The collection documents Spencer's popularity and success as a painter, her involvement with art associations and civic organizations such as Sorosis, and her personal life as a wife, mother, and breadwinner through correspondence with family, artists including John Sartain and Benjamin John Lossing, dealers including Samuel Putnam Avery, writers and editors such as Robert Green Ingersoll and Fannie Raymond Bitter, and social activists such as Elizabeth Cady Stanton.
The collection is arranged as four series:
Series 1: Biographical Material and Other Papers, 1853-1959 (0.3 linear feet; Box 1, OV 3)
Series 2: Correspondence, 1828-1966 (0.3 linear feet; Boxes 1-2)
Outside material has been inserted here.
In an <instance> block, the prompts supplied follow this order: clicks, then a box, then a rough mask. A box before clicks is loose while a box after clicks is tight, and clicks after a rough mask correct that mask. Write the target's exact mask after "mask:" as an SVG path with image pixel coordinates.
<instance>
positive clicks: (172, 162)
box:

Series 3: Printed Material, 1857-1961 (0.2 linear feet; Box 2, OV 3)
Series 4: Photographs, circa 1890-circa 1950 (0.1 linear feet; Box 2)
Biographical / Historical:
New York and Ohio painter Lilly Martin Spencer (1822-1902) was known for her popular portrait paintings and humorous domestic genre scenes.
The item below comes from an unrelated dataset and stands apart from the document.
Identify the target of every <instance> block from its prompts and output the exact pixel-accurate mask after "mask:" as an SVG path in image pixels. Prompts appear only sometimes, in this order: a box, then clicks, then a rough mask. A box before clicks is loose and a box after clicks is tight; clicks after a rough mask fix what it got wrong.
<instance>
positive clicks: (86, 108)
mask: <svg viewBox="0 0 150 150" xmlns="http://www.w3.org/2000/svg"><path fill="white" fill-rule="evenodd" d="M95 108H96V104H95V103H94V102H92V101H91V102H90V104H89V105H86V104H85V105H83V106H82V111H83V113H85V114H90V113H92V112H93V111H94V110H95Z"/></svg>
Spencer was born Angelique Marie Martin in England to French parents, Giles and Angelique Martin, who were followers of the French social critic Charles Fournier. The family came to New York in 1830, moved to Marietta, Ohio, in 1833 and, in 1845, co-founded the communal settlement, Trumbull Phalanx, near Braceville, Ohio. In 1848, after her marriage to Benjamin Spencer at the age of 22, Spencer returned to New York. She achieved much success as a painter and was the main breadwinner for her family while giving birth to thirteen children, seven of whom survived to adulthood. The family moved several times, to Cincinnati and Columbus, Ohio; Newark, New Jersey; and Highlands and Poughkeepsie, New York.
The Archives of American Art also has microfilm (reel 132) of the Martin family papers and Campus Martius Museum records regarding Lilly Martin Spencer. Originals are located at the Campus Martius Museum, Ohio Historical Society.
The Archives of American Art also holds microfilm of material lent for microfilming on reel 131 including family history; biographical material; circa 50 photographs of Spencer and her paintings; M.A. thesis, "Lilly Martin Spencer: American Painter of the Nineteenth Century," by Ann Byrd Schumer; articles about Spencer's life and work, 1959; and a list of paintings owned by her granddaughter, Lillian Spencer Gates. Loaned materials were returned to the donor and are not described in the collection container inventory.
The collection was donated to the Archives of American Art in 1971 by Lillian Spencer Gates, Spencer's granddaughter.
This collection is open for research. Access to original papers requires an appointment and is limited to the Archives' Washington, D.C. Research Center.